Frank takes a very simple game theory used to explain the arms race (and naively applies it to elk antlers, arguing that one elk grows big antlers and gets all the cows so that others must also grow such big ones to compete), applies it to market competition, and concludes that competition can lead to bad things for the group as a whole.  In the case of elk, he claims that large elk antlers make elk as a species worse off because the antlers make it difficult for the bull elk to run through the woods and therefore more susceptible to wolf predation; obviously he has never seen a bull lay his head back so that the antlers are tucked neatly against his back and ribs and run through the thickest trees; never seen a bull use the antlers for defense against wolves; and doesn't ask how it is that elk are thriving by moving to more open spaces in the presence of wolves--spaces which they occupied before human pressure moved them to the mountains. Finally, Frank argues that taxes can fix the problems--and yes, of course, most importantly the problem of global warming. No data, no theory, no knowledge of wild species, but lots of rhetorical arguments.

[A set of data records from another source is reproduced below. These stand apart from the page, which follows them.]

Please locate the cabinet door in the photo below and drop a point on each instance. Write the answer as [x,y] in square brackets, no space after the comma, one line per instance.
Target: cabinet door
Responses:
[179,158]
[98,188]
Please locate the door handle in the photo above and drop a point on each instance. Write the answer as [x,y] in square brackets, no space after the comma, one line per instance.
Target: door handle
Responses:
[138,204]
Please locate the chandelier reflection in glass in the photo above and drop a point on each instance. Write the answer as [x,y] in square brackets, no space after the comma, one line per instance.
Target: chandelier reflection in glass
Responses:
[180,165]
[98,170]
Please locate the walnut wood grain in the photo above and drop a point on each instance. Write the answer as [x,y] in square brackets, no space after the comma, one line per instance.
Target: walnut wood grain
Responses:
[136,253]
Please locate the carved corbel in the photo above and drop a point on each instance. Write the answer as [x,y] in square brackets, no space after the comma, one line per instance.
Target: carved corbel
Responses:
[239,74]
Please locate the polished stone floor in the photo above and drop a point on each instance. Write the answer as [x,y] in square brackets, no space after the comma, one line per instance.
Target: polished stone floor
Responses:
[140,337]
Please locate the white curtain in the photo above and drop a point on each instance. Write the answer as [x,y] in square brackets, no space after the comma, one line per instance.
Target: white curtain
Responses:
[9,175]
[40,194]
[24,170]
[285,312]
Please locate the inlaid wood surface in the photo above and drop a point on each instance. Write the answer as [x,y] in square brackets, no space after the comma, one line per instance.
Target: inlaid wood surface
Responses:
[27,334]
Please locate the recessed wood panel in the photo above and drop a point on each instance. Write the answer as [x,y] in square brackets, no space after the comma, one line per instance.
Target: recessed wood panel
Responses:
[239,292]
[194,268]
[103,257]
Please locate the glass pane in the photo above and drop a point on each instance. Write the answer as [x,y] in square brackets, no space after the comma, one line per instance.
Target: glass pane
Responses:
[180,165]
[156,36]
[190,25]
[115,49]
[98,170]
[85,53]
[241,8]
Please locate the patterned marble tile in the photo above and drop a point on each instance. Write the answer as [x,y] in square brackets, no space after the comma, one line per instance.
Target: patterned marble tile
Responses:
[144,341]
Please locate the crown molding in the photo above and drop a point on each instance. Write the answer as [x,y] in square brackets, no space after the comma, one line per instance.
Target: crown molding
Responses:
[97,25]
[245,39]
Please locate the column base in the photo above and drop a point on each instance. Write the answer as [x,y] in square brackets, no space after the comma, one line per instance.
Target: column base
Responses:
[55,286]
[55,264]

Save your money, and if you get a complimentary copy, save your time by not reading it.

Terry Anderson is president of PERC and the John and Jean De Nault Senior Fellow at the Hoover Institution, Stanford University. He believes that market approaches can be both economically sound and environmentally sensitive. His research helped launch the idea of free market environmentalism and has prompted public debate over the proper role of...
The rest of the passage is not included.